El entrometido permanece agazapado tras la pared, todavía caliente por el abrazo del sol. Se cubre los ojos con las manos para evitar las ofensas de los destellos que vienen de los autos en tránsito. Aguza los oídos, pretende detectar algún cuchicheo de los muchachos, pero enseguida abandona la posición, corre hacia la puerta y la derriba al escuchar una voz de mujer que se suelta en el interior: ¡aquí, Radio Rebelde...!
—¿Quién, ¿quién es el dueño del radio?
El silencio esconde la transmisión. Solo el ritmo de los pechos bajo las sábanas perturba la calma. Efraín, el único mestizo del grupo, cierra los ojos para no encontrarse con la silueta del conserje que avanza por el pasillo vomitando amenazas. Esboza una sonrisa de complacencia por los recuerdos de noticias anteriores, aunque le preocupa el peligro que acecha a Eufemio, el compañero de la cama contigua.
Deogracio no cesa de caminar de un lado a otro, vocifera tanto que está a punto de enronquecer.
—¿De quién es? Suelten la lengua, malagradecidos. Les brindan estudios gratuitos, oportunidad que tienen pocos en estos tiempos, y ustedes...— dice encolerizado.
—¡Ah, sintonizan la radio! Es una de las prohibiciones más severas de este colegio. Vamos, que se identifique el dueño como ha pedido Deogracio. Le doy un minuto para que lo haga— amenaza el director que acaba de llegar desde su despacho, atraído por el escándalo del conserje —no crean— continúa —que esta ofensa quedará impune. Existen varios procedimientos para descubrir al revoltoso y castigarlo con mano dura... el escarmiento servirá para cortar de raíz la simpatía por los rebeldes.
Los becarios parecen inmutables.
—He dicho que se identifique el dueño— insiste tan fuerte que las venas del cuello están a punto de reventar.
Una vez dentro del dormitorio, deja escapar de nuevo su rabia.
—Oyen noticias de los que enfrentan al gobierno, perversas, inescrupulosas y nada confiables. Sí, les aseguro que todo lo que dice esa gente es mentira. Repito, eso se paga caro. Deogracio, haz una requisa minuciosa, que no quede nada sin revisar.

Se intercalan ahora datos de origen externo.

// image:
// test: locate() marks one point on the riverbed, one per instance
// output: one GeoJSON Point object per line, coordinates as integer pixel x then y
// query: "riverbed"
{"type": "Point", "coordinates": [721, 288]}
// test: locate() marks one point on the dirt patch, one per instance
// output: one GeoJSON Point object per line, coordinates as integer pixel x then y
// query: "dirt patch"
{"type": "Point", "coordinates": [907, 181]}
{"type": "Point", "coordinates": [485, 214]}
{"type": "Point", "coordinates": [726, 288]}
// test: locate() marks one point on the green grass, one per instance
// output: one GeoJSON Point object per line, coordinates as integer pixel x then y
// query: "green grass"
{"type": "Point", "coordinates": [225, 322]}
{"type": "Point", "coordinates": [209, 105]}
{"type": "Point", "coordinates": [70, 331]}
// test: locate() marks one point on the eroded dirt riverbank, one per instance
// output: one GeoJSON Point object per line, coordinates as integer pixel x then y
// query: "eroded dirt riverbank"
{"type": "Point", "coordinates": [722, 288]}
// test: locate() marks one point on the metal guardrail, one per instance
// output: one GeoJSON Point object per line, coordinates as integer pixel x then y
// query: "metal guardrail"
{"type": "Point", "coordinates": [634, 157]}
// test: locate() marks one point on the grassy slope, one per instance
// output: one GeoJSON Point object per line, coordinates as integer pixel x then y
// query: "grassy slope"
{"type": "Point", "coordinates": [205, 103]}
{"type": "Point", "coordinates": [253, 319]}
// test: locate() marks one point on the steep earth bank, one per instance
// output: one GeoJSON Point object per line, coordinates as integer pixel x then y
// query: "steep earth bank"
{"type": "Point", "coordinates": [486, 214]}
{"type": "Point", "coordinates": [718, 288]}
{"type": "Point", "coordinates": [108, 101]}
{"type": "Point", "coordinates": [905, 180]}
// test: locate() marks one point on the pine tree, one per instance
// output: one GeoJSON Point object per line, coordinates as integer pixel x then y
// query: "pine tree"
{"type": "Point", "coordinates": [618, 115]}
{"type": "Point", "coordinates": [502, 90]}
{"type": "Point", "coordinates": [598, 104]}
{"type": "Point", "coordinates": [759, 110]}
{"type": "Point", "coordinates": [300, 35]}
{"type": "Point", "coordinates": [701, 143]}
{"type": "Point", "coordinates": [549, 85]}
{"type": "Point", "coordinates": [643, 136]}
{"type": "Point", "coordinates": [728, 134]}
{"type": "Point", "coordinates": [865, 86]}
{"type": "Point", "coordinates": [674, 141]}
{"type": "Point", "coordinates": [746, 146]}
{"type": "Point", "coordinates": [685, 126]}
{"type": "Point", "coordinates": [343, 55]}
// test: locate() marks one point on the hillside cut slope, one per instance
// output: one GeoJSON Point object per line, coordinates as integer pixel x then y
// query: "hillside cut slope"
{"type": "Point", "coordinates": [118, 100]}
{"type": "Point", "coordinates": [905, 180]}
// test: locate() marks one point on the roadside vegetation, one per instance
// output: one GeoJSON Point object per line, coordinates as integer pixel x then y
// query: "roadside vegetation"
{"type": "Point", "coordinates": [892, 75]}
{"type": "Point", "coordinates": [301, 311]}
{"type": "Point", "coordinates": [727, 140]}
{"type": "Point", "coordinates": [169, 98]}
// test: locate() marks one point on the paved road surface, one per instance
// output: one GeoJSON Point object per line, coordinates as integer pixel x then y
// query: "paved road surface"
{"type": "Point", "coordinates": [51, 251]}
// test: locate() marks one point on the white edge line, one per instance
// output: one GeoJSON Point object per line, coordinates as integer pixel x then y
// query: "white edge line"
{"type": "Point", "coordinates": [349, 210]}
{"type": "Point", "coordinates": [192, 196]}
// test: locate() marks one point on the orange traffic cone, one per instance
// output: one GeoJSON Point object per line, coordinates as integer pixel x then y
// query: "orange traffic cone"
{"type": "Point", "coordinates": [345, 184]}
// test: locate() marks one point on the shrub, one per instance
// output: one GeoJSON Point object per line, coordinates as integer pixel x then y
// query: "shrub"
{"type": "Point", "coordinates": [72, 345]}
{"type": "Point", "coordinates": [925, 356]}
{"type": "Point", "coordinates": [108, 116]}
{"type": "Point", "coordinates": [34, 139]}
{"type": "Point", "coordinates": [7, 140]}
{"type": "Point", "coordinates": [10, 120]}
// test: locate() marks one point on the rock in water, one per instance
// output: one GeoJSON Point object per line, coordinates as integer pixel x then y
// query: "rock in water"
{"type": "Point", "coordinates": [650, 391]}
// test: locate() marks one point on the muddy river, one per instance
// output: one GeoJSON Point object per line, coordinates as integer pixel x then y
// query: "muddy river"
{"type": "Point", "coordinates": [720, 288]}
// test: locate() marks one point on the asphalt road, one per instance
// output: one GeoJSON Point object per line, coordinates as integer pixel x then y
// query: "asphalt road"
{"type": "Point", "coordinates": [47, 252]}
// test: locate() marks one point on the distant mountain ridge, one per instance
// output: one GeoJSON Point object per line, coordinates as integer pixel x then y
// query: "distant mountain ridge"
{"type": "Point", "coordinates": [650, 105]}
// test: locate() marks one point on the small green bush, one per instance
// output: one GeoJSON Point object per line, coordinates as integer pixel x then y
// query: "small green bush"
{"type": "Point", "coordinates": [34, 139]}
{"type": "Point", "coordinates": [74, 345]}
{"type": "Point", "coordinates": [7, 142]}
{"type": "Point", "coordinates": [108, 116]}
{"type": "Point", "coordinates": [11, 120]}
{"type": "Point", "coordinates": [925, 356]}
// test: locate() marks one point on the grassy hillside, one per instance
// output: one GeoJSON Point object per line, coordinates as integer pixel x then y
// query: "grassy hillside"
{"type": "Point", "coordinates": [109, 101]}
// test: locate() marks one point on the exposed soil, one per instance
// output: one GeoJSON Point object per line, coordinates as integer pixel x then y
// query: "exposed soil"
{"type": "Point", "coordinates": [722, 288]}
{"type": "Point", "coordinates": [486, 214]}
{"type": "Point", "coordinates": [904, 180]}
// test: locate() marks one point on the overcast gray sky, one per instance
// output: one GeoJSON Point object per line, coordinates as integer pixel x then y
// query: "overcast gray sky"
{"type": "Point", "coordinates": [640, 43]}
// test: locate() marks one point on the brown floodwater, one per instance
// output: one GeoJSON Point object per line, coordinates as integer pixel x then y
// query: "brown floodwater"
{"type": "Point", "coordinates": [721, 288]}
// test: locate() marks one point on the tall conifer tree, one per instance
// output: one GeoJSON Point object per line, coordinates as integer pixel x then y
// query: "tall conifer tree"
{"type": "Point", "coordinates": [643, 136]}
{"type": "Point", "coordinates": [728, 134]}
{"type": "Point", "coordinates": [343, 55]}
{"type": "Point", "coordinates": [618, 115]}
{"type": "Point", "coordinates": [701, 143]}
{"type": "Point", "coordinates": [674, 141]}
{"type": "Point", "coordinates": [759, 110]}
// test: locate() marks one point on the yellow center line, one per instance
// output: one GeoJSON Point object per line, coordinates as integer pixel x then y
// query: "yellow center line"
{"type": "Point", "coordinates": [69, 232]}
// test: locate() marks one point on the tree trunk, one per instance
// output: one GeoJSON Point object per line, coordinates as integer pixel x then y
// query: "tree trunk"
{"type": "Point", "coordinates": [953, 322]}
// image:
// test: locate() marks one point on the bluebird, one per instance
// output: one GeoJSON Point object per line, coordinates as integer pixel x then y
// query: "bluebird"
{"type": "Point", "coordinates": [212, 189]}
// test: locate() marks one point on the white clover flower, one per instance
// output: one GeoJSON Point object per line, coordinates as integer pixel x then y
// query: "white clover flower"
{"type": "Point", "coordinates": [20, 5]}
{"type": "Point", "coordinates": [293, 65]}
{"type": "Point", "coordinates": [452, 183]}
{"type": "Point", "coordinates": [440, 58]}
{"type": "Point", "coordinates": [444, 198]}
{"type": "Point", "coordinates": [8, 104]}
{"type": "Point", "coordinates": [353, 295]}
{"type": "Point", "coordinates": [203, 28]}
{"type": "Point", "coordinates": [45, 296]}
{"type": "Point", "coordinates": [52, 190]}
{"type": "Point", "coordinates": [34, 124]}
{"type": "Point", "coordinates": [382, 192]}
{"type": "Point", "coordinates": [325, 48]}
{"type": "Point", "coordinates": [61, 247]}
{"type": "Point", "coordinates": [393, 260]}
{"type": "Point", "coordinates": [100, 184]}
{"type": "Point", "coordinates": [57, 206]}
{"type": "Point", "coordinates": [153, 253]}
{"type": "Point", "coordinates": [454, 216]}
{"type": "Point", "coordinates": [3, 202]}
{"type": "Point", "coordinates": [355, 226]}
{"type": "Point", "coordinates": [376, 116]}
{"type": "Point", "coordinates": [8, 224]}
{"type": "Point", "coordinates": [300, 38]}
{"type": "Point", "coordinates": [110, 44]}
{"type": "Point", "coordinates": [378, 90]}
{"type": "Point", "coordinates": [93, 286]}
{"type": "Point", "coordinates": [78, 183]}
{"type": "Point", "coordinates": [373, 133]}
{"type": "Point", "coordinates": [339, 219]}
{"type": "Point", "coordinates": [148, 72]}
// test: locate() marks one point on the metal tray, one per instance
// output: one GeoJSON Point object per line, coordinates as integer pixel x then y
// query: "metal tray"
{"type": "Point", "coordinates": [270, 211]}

Busca dentro de los closets, en el baño, debajo de las camas, en todos los rincones, y encuentra el maldito radio.
—Enseguida, Señor Adriano.
Mientras Deogracio revuelca las pertenencias, auxiliado por una linterna, la máxima figura ordena abandonar el inmueble y hacer tres filas en el terreno de pelota. Continúa el interrogatorio sin esconder su ira, pero la respuesta es un juramento al silencio.
Ante la búsqueda infructuosa del conserje, las represalias se agigantan. Pasada la medianoche, el cansancio adquiere dimensiones insostenibles. Tres surcos están bien definidos sobre la tierra, agradecida por las abundantes lluvias de días precedentes. El césped languidece bajo los treinta pares de plantas que marchan a las órdenes del director. Los cuerpos, acariciados por el rocío, siguen alimentando el hermetismo de sus voces.
A pesar de las horas de castigo, resisten la furia del maestro Cívico Militar y hacen desbordar su ansiedad. La fatiga los agobia, apenas respiran con armonía. Escuchan el canto de los gallos, la nostalgia crece y les despierta el deseo de regresar a casa. Eufemio, el propietario del radio, siente remordimientos por la angustia que causa a sus compañeros. Aprovecha el un, dos, tres, cuatro...
que repite el jefe para mantener el paso uniforme del grupo, y susurra a Efraín:
—Voy a decir que es mío, pero no podremos oír las noticias de la Sierra. ¿Quién sabe lo que me espera después? Eso ya no importa, que pase lo que pase. Mis padres no me van a regañar, sé que sufrirán por mi culpa, son los dueños.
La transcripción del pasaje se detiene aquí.